Clinical effects of overdose
The following effects have been selected on the basis of their potential clinical significance (possible signs and symptoms in parentheses where appropriate)—not necessarily inclusive:

Treatment of overdose
Specific treatment—Intravenous fluids and vasopressors should be administered if needed {01}.

Monitoring—Renal function should be monitored {01}.

Supportive care—Cardiovascular system must be maintained; to restore blood pressure and normalize the heart rate, patient should be kept in the supine position {01}. Patients in whom intentional overdose is confirmed or suspected should be referred for psychiatric consultation.

Patient Consultation
As an aid to patient consultation, refer to Advice for the Patient, Tamsulosin (Systemic) .
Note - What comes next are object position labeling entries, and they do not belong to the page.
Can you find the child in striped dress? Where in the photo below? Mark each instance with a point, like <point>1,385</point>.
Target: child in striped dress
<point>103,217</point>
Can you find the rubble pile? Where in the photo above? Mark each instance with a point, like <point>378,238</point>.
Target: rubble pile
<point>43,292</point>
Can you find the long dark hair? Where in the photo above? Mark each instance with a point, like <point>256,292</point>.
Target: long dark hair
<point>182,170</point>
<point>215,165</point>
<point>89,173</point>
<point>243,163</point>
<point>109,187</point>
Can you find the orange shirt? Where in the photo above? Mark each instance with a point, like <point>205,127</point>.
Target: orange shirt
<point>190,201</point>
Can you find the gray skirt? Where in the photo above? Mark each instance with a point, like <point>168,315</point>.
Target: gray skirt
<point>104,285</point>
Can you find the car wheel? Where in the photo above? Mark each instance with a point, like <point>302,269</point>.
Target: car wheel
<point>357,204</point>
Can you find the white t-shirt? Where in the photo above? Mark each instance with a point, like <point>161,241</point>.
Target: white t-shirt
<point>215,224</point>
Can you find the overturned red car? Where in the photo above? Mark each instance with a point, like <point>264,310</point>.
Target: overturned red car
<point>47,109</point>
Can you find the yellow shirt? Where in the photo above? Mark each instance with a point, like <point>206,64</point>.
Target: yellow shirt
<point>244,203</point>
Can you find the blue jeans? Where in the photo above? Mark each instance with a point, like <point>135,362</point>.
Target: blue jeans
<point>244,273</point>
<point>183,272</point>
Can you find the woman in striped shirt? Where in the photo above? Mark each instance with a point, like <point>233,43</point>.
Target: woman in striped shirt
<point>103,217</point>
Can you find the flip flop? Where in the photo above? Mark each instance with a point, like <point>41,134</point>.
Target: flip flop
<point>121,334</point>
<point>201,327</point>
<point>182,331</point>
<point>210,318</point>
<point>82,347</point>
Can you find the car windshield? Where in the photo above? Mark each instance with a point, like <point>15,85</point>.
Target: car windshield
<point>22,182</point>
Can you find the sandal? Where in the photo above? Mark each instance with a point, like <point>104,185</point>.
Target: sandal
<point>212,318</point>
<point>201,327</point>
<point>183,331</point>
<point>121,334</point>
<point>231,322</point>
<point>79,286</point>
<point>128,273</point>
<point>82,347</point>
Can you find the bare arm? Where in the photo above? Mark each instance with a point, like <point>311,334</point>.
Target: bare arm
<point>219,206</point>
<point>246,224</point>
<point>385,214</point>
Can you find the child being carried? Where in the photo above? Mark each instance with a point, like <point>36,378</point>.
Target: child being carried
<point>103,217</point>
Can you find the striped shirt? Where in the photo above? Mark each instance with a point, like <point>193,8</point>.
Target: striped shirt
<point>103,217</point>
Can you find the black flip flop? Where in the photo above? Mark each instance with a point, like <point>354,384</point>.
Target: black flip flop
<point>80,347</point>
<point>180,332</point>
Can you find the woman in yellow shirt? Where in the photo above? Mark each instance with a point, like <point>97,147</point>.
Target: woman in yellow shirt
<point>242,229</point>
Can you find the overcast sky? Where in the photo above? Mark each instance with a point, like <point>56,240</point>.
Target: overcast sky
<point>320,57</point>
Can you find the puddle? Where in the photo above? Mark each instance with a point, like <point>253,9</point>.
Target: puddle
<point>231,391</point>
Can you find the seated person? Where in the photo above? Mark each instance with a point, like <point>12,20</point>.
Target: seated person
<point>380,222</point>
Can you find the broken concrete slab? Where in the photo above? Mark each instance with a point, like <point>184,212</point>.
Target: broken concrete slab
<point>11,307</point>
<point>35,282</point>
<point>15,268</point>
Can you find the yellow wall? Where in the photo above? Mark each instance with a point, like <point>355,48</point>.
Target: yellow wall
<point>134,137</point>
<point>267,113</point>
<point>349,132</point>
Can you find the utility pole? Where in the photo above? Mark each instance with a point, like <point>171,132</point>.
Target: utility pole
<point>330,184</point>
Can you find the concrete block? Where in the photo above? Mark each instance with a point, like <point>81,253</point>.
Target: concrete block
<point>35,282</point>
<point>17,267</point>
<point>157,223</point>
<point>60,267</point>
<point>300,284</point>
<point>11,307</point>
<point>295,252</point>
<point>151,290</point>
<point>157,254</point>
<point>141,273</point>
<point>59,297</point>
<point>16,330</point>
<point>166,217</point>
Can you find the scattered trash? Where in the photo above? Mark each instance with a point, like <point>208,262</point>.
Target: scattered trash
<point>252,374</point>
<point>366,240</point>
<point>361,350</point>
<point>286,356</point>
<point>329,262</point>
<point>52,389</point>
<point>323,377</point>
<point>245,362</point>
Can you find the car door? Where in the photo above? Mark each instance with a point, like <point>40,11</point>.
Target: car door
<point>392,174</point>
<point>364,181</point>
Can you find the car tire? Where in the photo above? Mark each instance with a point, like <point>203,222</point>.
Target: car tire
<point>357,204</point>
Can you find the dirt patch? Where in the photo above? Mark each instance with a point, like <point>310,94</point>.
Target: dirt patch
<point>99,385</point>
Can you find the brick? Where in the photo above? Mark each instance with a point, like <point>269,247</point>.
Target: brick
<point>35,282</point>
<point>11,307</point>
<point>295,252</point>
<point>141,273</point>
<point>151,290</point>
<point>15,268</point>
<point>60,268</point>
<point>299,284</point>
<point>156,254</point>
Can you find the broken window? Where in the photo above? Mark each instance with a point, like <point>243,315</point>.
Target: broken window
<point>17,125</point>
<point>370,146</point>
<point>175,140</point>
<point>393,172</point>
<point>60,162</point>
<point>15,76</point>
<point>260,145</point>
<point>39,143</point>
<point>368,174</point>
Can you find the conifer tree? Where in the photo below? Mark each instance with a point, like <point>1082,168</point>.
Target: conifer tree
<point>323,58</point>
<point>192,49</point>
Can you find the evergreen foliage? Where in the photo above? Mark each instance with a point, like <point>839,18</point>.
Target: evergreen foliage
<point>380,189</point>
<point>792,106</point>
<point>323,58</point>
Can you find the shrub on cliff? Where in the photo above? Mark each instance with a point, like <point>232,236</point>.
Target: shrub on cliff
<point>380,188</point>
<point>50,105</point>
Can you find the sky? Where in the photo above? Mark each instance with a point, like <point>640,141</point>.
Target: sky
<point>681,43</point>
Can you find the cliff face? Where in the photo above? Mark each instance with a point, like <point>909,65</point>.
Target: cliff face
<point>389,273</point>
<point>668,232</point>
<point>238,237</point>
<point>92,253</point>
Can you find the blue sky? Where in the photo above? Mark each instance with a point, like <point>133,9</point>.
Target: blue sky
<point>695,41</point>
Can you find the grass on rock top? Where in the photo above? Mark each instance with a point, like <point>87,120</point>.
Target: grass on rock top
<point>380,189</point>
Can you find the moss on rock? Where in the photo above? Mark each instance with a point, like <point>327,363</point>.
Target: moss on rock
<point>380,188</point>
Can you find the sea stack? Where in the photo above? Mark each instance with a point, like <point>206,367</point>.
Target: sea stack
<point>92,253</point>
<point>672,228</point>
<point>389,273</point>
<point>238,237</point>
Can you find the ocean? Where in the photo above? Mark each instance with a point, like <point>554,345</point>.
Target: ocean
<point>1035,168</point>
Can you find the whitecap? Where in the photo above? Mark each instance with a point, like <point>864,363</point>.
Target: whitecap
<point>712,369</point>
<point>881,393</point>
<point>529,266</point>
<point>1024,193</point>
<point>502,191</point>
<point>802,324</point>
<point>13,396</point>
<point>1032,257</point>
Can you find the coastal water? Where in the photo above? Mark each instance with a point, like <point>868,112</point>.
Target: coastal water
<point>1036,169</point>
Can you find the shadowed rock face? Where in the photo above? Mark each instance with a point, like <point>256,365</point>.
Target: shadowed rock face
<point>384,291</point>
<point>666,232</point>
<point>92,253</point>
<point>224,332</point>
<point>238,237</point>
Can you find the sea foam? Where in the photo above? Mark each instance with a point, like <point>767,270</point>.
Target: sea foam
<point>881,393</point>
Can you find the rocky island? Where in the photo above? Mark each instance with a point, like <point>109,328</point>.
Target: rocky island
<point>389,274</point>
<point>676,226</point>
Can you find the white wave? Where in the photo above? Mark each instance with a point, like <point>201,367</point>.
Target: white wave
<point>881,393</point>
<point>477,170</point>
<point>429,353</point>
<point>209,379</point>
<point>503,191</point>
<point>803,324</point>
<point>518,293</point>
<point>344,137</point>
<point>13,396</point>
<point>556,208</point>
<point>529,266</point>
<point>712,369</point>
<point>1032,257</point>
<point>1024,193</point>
In providing consultation, consider emphasizing the following selected information (» = major clinical significance):

Before using this medication
»   Conditions affecting use, especially:
Sensitivity to tamsulosin or any component
Other medications, especially alpha 1-adrenergic blocking agents or warfarin

Proper use of this medication
Taking at the same time each day to help increase compliance

Not crushing, chewing, or opening capsules, unless otherwise directed by a physician

» Proper dosing
Missed dose: Taking as soon as possible; not taking if almost time for next dose; not doubling doses

» Proper storage

Precautions while using this medication
Regular visits to physician to check progress

» Caution when getting up suddenly from a lying or sitting position

» Possible dizziness; caution when driving or doing things requiring alertness

Side/adverse effects
Signs of potential side effects, especially abnormal ejaculation, decreased libido, or orthostatic hypotension

General Dosing Information

Tamsulosin should be taken once a day one-half hour after the same meal each day {01}.

Oral Dosage Forms


Usual adult dose
Benign prostatic hyperplasia
Oral, 0.4 mg once a day, approximately one-half hour after the same meal each day {01}. If there is no response after two to four weeks, the dose may be increased to 0.8 mg once a day {01}.

Note: If tamsulosin administration is discontinued or interrupted for several days at either dose, therapy should be restarted with the 0.4-mg dose {01}.

Usual geriatric dose
See Usual adult dose .

Strength(s) usually available

0.4 mg (Rx) [Flomax]

Packaging and storage:
Store at 20 to 25 ºC (68 to 77 ºF) {01}.

Auxiliary labeling:
   • Do not crush, chew, or open capsules.

Revised: 03/02/1998

  1. Flomax package insert (Boehringer Ingelheim—US), Rev 5/97, Rec 6/97.

Further information

Always consult your healthcare provider to ensure the information displayed on this page applies to your personal circumstances.